The toilet situation can suck, but I finally plunked down $100 for an RV chemical toilet and it solved all the odor troubles.
I used a hot plate to cook with instead of my coleman stove, just to avoid any problems, but it required a 10W monocrystalline solar cell and a marine deep cycle battery, put me back some jack, but kept me from worrying about asphyxiation. I mounted that panel on the roof.
Van living; it is a serious money saver if you can pull it off.
For about the same money i would rent a room in someones house,i imagine many people are looking for help with paying their morgage.Buy an RV trailer and rent a space in town and tow it away to your junk land later.Ask about parking on the lot of empty commercial property in return for helping to keep an eye on it.RW
I have seen some recipes from the Fluwiki site that are really easy to put together, could do it inside a van, a park picnic table etc. Would save a lot of money and add variety from fat food stuff. let me know and i will locate the web site.
prepared warrior
Some parking structures are uptight, some are not. Remember, the motto in the US is, like in Vegas, "no one sleeps for free". It's a possibly workable plan.
A good philosophy is to imagine you're subject to random artillery hits, so that if you have everything in one place, you lose it all. That's what happened to me. If I'd had a storage unit, a van I could live in, a rented room to live in, yet another place to do my small business, then I could have shed a few of these things and downscaled gracefully. Instead I went from doing OK to hollow-eyed, scared, nomad within about a month. I've never forgotten this. I'm in a very good situation now and I still worry about what to do if TSHTF here because right now I don't have another place to run to, if I'm not killed in the battle it's back to a nomadic existence, in perhaps a Mad Max economy or oh, an economy that resembles the landscape of The Road.

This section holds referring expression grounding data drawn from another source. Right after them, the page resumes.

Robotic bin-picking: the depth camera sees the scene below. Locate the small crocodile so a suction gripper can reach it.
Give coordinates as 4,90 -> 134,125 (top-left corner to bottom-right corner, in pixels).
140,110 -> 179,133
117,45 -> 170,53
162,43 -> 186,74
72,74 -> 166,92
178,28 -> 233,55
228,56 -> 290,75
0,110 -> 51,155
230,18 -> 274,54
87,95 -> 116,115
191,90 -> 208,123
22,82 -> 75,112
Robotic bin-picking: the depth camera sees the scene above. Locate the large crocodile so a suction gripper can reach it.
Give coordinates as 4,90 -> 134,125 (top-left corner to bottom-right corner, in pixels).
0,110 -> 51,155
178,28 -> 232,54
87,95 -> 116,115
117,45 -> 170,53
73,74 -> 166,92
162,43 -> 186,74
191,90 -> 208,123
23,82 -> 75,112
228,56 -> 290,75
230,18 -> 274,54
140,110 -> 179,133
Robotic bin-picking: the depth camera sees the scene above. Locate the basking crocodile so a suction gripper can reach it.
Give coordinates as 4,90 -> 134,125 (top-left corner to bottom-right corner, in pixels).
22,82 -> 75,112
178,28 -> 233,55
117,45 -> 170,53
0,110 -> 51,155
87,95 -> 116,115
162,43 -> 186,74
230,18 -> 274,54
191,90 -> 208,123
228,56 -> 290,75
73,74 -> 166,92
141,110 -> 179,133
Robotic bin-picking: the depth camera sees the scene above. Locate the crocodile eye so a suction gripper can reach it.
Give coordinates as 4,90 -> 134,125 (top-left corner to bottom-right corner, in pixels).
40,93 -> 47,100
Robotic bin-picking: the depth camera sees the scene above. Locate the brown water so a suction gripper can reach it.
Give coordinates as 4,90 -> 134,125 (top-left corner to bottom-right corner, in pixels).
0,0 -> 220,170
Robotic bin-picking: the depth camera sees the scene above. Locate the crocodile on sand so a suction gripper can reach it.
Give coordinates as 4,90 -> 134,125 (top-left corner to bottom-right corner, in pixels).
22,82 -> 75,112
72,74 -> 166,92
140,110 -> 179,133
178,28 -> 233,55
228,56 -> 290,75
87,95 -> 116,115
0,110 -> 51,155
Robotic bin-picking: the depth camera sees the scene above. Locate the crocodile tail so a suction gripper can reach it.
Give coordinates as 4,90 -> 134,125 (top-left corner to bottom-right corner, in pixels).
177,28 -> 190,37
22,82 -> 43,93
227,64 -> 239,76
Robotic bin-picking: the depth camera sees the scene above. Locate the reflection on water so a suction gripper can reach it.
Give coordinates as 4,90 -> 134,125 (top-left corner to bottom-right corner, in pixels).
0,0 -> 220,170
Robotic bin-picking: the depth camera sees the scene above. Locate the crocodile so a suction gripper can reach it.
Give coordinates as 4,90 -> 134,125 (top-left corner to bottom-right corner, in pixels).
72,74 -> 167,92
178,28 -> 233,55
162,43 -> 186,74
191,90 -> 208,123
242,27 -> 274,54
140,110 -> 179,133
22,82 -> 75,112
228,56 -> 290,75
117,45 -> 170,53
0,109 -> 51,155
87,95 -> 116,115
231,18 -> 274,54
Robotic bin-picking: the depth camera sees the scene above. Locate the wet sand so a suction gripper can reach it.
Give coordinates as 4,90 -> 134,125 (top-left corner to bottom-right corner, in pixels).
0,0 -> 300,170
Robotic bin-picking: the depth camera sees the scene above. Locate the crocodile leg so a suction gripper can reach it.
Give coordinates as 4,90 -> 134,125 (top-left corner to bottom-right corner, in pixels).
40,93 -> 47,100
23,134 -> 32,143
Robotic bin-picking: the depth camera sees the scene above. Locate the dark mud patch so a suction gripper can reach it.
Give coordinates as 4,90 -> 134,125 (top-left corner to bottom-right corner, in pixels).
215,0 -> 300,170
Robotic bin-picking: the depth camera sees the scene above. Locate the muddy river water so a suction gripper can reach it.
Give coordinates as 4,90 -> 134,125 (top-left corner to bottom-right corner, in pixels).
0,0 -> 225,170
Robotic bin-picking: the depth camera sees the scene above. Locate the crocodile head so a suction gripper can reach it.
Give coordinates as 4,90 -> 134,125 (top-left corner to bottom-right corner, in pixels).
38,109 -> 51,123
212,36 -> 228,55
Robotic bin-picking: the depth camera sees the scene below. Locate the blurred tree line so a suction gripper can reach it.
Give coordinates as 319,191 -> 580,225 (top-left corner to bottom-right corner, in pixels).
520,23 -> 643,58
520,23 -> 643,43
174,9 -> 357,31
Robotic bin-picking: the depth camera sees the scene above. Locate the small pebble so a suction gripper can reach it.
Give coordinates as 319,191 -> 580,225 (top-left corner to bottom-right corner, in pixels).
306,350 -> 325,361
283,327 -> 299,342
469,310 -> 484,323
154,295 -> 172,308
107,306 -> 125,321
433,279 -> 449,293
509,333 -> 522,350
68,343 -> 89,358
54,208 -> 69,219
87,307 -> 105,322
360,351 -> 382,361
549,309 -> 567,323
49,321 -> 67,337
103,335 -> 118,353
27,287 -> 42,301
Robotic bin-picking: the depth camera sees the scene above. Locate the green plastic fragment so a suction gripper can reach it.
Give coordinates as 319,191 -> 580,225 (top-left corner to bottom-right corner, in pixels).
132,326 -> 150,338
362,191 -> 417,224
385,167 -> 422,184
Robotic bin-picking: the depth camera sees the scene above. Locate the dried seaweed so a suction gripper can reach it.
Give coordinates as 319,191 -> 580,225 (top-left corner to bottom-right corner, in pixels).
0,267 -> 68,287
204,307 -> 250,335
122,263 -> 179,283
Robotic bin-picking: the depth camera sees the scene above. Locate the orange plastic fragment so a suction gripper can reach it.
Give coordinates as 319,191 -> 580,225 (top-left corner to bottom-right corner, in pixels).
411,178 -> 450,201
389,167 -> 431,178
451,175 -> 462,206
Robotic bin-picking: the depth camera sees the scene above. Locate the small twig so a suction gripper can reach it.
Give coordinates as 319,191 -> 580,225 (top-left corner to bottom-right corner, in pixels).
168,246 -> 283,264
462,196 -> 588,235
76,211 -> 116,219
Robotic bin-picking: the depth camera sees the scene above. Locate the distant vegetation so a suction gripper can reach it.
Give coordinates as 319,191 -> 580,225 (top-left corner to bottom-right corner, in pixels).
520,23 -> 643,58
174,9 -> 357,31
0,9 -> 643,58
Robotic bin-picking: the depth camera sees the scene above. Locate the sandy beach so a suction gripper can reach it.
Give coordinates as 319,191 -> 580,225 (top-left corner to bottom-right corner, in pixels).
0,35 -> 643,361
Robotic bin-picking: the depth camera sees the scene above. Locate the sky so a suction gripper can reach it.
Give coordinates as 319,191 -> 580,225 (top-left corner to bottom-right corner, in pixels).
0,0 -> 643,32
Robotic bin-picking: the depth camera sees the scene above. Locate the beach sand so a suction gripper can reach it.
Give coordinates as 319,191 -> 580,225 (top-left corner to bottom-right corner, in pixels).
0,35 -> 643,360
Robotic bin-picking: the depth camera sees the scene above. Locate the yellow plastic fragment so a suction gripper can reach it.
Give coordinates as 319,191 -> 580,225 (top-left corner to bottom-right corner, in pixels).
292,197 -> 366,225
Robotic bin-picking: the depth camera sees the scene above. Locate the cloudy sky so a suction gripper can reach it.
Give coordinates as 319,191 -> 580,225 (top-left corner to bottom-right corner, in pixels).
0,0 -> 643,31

A problem is, as the Depression gets deeper and people get bitchier, snitches are becoming more common. Being poor, or looking poor because you're saving money by living in a van, amounts to taping a "KICK ME" sign on your back.

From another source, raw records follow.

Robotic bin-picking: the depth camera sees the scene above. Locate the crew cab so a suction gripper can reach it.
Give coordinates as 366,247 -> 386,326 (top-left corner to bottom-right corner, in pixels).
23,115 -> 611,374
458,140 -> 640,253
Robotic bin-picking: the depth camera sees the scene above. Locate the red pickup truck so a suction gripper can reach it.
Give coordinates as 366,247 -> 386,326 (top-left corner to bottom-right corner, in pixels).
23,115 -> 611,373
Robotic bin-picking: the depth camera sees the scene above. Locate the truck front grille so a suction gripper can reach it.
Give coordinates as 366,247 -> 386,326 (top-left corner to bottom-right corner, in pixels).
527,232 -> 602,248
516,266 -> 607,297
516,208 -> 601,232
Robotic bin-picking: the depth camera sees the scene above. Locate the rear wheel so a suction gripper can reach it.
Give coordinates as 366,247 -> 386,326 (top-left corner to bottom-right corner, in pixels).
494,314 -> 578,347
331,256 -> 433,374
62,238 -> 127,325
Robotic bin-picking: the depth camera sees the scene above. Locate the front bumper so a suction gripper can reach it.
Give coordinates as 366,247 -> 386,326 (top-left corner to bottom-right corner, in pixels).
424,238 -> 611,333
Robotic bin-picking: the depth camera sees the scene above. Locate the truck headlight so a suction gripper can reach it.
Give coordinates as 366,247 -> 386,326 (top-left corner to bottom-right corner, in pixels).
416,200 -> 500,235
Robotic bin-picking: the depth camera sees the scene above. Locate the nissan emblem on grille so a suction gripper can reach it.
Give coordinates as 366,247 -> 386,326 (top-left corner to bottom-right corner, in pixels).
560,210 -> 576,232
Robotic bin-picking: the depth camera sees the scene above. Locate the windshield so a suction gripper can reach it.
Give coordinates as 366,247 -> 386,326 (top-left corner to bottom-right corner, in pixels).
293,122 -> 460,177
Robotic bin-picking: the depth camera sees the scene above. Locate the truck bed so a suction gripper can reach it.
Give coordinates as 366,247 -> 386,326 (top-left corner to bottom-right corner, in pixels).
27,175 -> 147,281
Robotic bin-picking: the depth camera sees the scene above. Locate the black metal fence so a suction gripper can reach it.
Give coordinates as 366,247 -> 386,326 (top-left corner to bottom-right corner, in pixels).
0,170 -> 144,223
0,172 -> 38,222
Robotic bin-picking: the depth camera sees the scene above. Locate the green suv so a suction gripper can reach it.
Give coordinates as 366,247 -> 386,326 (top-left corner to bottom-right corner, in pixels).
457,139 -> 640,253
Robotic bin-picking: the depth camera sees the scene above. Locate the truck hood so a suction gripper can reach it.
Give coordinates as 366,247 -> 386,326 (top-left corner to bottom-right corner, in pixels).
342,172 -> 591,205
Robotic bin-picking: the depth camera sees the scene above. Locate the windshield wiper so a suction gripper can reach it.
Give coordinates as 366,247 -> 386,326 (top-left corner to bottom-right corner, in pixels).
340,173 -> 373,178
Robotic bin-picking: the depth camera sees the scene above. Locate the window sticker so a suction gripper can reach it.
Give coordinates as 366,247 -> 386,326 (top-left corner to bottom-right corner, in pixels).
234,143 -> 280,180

Some solutions are joining the Elks and parking there, many Elks lodges have RV parking for members are fairly low rates. Or exchanging parking for "watch dog" duties somewhere, etc. I met one guy I sold a radio to, who lived at a local tow yard. It was heaven! He had two old trailers, one to live in and one was storage, and was always coming across deals like motorcycles and scooters for something like $100 each. Only a little smashed up! Worth a goldmine in parts. He was older and retired so he had something like $800 a month coming in, us younger folks will never have it that good.
But add up your costs, because if it's got tires or tits it's gonna cost you money. By the time you register the van, insure the van, maintain the van, smog-test the van, and keep the van looking good, plus eat restaurant food, or cook with a Coleman, and run around to a gym for your showers, are you really saving money? My opinion is No. Frankly, if you're in a town, renting a room and riding a bicycle makes the most sense.

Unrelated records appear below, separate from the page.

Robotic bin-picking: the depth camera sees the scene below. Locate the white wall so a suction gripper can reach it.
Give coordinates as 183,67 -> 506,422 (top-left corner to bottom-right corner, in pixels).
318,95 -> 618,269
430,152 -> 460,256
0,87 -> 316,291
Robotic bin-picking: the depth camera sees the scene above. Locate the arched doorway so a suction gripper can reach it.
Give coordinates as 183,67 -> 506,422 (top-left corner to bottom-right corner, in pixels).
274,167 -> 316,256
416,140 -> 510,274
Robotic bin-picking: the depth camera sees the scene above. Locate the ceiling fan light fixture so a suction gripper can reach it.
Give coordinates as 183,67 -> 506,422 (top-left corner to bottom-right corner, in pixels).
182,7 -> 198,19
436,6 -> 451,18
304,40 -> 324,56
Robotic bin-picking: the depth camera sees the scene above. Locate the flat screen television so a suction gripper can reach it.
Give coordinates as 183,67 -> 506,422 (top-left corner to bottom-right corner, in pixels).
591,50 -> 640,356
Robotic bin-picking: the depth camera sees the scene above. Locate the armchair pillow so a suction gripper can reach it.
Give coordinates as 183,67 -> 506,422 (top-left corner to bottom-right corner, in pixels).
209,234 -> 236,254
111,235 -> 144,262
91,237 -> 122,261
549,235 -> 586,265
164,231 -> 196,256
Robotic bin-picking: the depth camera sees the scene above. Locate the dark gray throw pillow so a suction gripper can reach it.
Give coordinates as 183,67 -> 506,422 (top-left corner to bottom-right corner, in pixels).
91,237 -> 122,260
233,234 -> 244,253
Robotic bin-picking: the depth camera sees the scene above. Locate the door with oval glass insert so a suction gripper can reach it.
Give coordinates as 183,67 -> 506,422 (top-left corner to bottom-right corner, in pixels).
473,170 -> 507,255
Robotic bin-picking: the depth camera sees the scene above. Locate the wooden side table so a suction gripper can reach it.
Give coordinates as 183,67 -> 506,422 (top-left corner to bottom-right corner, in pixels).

Bison's contact with the Internet seems to be becoming tenuous just as I predicted. I hope he is working on some way to make a living within a 10-mile radius at least as some sort of backup for when his job goes away.
Hi Jim,
Thought this might interest you:
http://www.energybulletin.net/51752
It's not letting me log in through Google.
Michael
I guess it should also be mentioned that when selecting a van for living in, manually operated windows should be one feature selected. Window screening can be attached along door window perimeter to keep the creepy crawlies and skeeters from flying inside. Helps keep things a little more comfortable.
Thanks for a lot of the ideas / tips listed above. I've camped out in a truck for a weekend, but never lived in one for much longer periods. Another alternative to van is Suburban - a little more roomy up front without engine cab intrusion.